I stood at a distance with the cluster of women on Calvary. I couldn’t bear to be any closer to watching Jesus’ final breaths. As I thought about my request some time ago—that James and John be on Christ’s right and left (Matthew 20:20–28)—I felt ashamed. The words of Christ echoed in my head: “You don’t know what you’re asking.” He was right. I wanted only the upside of discipleship. Give me miracles and happy endings. My sons’ enthusiastic, “Yes!” and, “We are able!” seemed shallow as I watched Jesus approach death.
Looking at those men being tortured made me shudder. I wished in that moment to be with Zebedee, still catching fish at Lake Genneseret, providing for the extended family.

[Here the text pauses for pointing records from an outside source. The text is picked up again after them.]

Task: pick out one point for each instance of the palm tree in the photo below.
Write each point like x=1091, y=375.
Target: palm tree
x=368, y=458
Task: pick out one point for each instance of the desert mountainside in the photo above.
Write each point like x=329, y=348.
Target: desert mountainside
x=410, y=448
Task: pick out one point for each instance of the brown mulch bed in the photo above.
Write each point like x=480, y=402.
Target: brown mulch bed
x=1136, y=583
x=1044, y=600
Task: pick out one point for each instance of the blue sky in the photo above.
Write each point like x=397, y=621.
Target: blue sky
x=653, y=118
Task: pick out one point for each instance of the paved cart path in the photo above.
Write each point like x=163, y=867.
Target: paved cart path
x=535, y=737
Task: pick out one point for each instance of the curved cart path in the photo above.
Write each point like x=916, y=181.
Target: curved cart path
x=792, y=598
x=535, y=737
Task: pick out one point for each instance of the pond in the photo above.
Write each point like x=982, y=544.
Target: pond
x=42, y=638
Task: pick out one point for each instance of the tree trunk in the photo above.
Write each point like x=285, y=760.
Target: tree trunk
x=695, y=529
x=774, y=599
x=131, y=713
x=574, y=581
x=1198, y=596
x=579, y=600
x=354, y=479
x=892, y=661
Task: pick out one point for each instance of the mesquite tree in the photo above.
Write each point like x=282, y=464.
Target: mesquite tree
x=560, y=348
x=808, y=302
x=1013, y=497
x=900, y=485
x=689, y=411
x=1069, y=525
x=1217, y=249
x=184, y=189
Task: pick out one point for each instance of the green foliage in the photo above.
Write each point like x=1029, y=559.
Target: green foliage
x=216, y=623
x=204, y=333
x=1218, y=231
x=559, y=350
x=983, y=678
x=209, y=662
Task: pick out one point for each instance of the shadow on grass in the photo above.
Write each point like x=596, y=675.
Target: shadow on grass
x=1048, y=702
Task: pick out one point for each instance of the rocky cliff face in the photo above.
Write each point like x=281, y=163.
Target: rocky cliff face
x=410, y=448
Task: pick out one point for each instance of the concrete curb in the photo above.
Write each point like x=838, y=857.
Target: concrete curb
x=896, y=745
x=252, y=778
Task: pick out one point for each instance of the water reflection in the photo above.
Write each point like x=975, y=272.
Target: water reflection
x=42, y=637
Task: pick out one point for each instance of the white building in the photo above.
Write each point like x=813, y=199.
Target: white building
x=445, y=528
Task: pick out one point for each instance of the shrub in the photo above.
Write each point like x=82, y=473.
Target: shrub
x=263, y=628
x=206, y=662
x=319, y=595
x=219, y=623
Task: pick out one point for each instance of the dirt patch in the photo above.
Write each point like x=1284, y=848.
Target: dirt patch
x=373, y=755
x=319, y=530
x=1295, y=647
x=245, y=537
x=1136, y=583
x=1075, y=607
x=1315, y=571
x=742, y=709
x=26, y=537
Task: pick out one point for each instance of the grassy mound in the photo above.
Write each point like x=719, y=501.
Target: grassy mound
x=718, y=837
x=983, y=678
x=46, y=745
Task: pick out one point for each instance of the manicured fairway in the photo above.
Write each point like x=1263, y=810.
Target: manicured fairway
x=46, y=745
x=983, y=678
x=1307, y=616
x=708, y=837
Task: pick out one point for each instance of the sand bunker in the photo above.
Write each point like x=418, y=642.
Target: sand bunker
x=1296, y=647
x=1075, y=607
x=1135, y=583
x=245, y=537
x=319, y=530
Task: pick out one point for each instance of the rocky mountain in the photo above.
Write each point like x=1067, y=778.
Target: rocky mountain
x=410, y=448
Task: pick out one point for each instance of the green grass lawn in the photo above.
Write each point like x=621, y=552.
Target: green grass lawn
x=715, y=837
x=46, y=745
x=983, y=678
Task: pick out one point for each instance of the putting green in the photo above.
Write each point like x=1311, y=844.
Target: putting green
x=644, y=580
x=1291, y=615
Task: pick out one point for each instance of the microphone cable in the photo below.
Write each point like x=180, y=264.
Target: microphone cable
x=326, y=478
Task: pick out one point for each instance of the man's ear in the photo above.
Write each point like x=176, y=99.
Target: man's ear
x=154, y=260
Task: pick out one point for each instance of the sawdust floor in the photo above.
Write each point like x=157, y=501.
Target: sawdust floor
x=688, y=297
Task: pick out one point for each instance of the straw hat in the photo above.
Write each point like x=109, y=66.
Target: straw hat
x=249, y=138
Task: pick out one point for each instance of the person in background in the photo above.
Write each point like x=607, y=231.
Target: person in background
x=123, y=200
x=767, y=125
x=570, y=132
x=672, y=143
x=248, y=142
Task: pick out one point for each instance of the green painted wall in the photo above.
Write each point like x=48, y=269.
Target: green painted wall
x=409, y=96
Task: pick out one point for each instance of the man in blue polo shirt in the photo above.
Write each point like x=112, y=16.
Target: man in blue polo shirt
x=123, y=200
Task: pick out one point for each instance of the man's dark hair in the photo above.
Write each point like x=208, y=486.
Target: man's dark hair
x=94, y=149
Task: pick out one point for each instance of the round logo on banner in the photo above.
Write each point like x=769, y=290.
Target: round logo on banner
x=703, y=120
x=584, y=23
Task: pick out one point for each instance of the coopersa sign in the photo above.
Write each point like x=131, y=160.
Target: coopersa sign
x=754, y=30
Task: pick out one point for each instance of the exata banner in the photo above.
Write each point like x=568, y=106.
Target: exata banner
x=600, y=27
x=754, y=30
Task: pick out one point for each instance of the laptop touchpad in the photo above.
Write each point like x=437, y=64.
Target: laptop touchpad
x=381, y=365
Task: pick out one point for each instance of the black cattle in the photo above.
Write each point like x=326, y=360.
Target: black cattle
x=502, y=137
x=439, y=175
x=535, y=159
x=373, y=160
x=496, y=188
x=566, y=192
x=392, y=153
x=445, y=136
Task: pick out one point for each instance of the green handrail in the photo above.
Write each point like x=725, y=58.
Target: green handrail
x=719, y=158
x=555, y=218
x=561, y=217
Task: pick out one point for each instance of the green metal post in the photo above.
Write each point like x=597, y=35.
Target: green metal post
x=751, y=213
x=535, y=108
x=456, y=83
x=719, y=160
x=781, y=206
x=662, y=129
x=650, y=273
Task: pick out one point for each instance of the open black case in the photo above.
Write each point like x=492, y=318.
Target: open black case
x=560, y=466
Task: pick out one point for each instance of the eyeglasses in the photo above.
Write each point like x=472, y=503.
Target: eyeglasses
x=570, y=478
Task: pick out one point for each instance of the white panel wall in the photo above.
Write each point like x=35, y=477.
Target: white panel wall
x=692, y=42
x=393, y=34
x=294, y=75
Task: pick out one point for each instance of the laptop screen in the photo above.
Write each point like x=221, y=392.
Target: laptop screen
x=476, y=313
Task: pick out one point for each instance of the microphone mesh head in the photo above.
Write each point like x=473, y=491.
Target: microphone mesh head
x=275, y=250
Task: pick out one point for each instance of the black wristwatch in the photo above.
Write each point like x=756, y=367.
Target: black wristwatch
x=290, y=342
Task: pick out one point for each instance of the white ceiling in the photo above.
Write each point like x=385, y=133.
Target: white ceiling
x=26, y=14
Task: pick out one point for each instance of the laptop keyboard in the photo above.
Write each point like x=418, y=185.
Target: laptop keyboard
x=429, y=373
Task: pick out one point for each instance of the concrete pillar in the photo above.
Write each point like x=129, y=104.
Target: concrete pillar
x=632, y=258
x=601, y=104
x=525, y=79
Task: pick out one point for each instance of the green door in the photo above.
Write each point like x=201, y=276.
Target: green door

My stomach growled, but my hunger was mitigated by watching how much Jesus suffered. Even at that distance, I could feel him seeing me there. I sensed he was grateful for my motionless accompaniment.
The blood horrified and mesmerized. His wet, red forehead, his scraped knees, and his strafed torso added to the distortion of his body. The horror of the scene was burned in my memory. After his death, when they lanced his side, I remembered God’s covenant with our ancestors, sealed with blood.
I leaned on some of the other women for support.
It is now years after that day on Golgotha, and I approach the chalice every week as a member of a community of believers. Before that cup goes to my lips, I take a deep breath. I’m agreeing to something big, something powerful. This is not a casual sip.
This calls me to love, a love that hurts. It’s a mother watching her son die when she can do nothing to alleviate his pain. It’s a man abandoned by his friends, longing to feel their encouragement when he is close to the end of his rope.
Bread feeds when the loaf is broken apart, but blood flows together, pulling separate droplets into one. Liquids blend easily; we cannot separate one morsel from another. To drink this cup is an affirmation of the coagulation of community. Through the common cup we share as a living memorial of the Last Supper, we fuse into one body, even though we each have a different mission.
I hope and pray that I can drink this cup worthily, endure suffering, and say yes to a difficult call to follow Christ. In retrospect, I see that I was privileged to stand as a witness to Jesus’ death.
Will I really walk the talk when I leave here? I cannot mechanically sip and smile. I’m saying yes to the tough road of following Christ crucified.